O presidente da República, Jair Bolsonaro (sem partido), inaugura, nesta terça-feira (18), a Estação Radar no aeroporto de Corumbá e eleva o combate ao crime organizado na fronteira do Brasil com a Bolívia. Com investimento de R$ 127 milhões, o programa prevê mais dois radares, em Porto Murtinho e Ponta Porã, e tem a finalidade de acabar com os pontos cegos na linha internacional.
Na primeira visita oficial a Mato Grosso do Sul como presidente, Bolsonaro ainda participará do encontro com 700 militares na Base Aérea de Campo Grande. Em seguida, ele cumpre agenda mais sentimental. De helicóptero se deslocará até Nioaque, onde visitará a unidade do Exército, onde serviu de 1979 a 1981. Ele também irá a Fazenda Engenho 2, em Maracaju, onde recebeu apoio para a eleição de 2018 ao ter o nome gravado na propriedade.
A construção do radar foi lançada em novembro de 2018, ainda na gestão do presidente Michel Temer (MDB), pelo ministro da Justiça e Segurança Pública, Raul Jugman. O equipamento foi construído pela Omnisys, subsidiária do Grupo Thales no Brasil, e terá alcance de 463 quilômetros.
O Governo federal pretende economizar R$ 140 milhões por ano com a ativação do novo radar, que substituirá as aeronaves no monitoramento da fronteira de Mato Grosso do Sul com a Bolívia e o Paraguai, principais entrepostos do tráfico internacional de drogas.
A estação será composta por dois tipos de equipamento. O radar primário ou alvo pega qualquer coisa no caminho. “É uma onda eletromagnética que bate no obstáculo (aeronave, prédio, bando de pássaras, montanha) e retorna, registrando os dados na tela do operador. Se assemelha ao sonar de um submarino e tem grandes áreas de cobertura”, informou o governo.
O radar secundário funciona associado ao primário e faz a comunicação com o transponder do avião.
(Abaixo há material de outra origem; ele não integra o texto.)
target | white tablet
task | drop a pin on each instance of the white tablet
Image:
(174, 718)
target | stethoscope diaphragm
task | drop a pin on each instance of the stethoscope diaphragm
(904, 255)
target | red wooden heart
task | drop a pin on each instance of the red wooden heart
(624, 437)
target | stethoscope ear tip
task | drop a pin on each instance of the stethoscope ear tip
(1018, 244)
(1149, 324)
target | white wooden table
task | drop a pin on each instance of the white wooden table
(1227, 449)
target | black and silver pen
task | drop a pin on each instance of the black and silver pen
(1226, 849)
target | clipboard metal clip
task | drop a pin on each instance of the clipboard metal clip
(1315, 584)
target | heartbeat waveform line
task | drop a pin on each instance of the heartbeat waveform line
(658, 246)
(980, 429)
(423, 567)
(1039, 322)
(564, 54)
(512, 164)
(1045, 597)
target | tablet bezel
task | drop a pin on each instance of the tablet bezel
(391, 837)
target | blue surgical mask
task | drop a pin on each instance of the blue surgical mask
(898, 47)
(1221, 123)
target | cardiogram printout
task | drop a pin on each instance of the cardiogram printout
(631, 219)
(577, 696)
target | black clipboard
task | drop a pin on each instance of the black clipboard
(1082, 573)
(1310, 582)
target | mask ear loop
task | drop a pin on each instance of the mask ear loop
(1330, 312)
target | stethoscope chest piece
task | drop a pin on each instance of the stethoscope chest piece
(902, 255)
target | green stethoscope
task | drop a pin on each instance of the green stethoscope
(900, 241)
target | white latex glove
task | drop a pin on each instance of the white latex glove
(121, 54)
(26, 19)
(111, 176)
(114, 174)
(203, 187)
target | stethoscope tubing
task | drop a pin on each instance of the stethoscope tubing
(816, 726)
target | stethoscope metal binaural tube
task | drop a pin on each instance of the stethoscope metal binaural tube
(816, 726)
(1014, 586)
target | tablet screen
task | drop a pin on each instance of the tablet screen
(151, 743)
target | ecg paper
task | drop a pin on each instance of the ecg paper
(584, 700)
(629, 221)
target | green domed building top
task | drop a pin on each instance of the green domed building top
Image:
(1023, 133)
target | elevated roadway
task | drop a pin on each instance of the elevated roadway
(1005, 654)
Ele troca informações eletrônicas com o transponder para descobrir dados como altitude, velocidade e outros itens do voo.
O combate ao transporte de drogas por meio de aviões e helicópteros começou em 1998, ainda na gestão de Fernando Henrique Cardoso (PSDB), com a aprovação da Lei 9.614/1998, conhecida como Lei do Abate. No entanto, a legislação só começou a ser efetivada em 2004, quando o presidente Luiz Inácio Lula da Silva (PT) regulamentou a forma de como ocorreria o abate.
Em 2014, para elevar a segurança em decorrência da Copa do Mundo e das Olímpiadas, que ocorreram no Brasil, a presidente Dilma Rousseff (PT) baixou outro decreto, no qual o comandante da Aeronáutica passou a ter a competência para autorizar os abates.
A mudança na legislação foi um dos principais responsáveis pela maior apreensão de cocaína em rodovias de Mato Grosso do Sul. Os traficantes trocaram o transporte aéreo por veículos para chegar aos grandes centros urbanos.
De acordo com a FAB, somente neste ano, houve a apreensão de 3,5 toneladas de cocaína com a interceptação de aeronaves clandestinas. A carga apreendida está avaliada em, no mínimo, R$ 87,5 milhões, valor do prejuízo do crime organizado.
O poder das organizações criminosas é revelado na Operação Além Mar, desencadeada hoje pela Polícia Federal de Pernambuco. São cumpridos 139 mandados de busca e apreensão e 50 mandados de prisão em 13 estados. Em Mato Grosso do Sul, a PF cumpre três mandados de prisão e 11 de busca.
A Justiça Federal decretou a apreensão de sete aviões e cinco helicóptero dos narcotraficantes. Houve o bloqueio de R$ 100 milhões e o sequestro de 35 imóveis urbanos e rurais. A ofensiva mostra o poder do crime organizado e a importância do transporte aéreo. De acordo com a PF, a organização investigada enviou mais de 11 toneladas de cocaína para a Europa por meio de portos.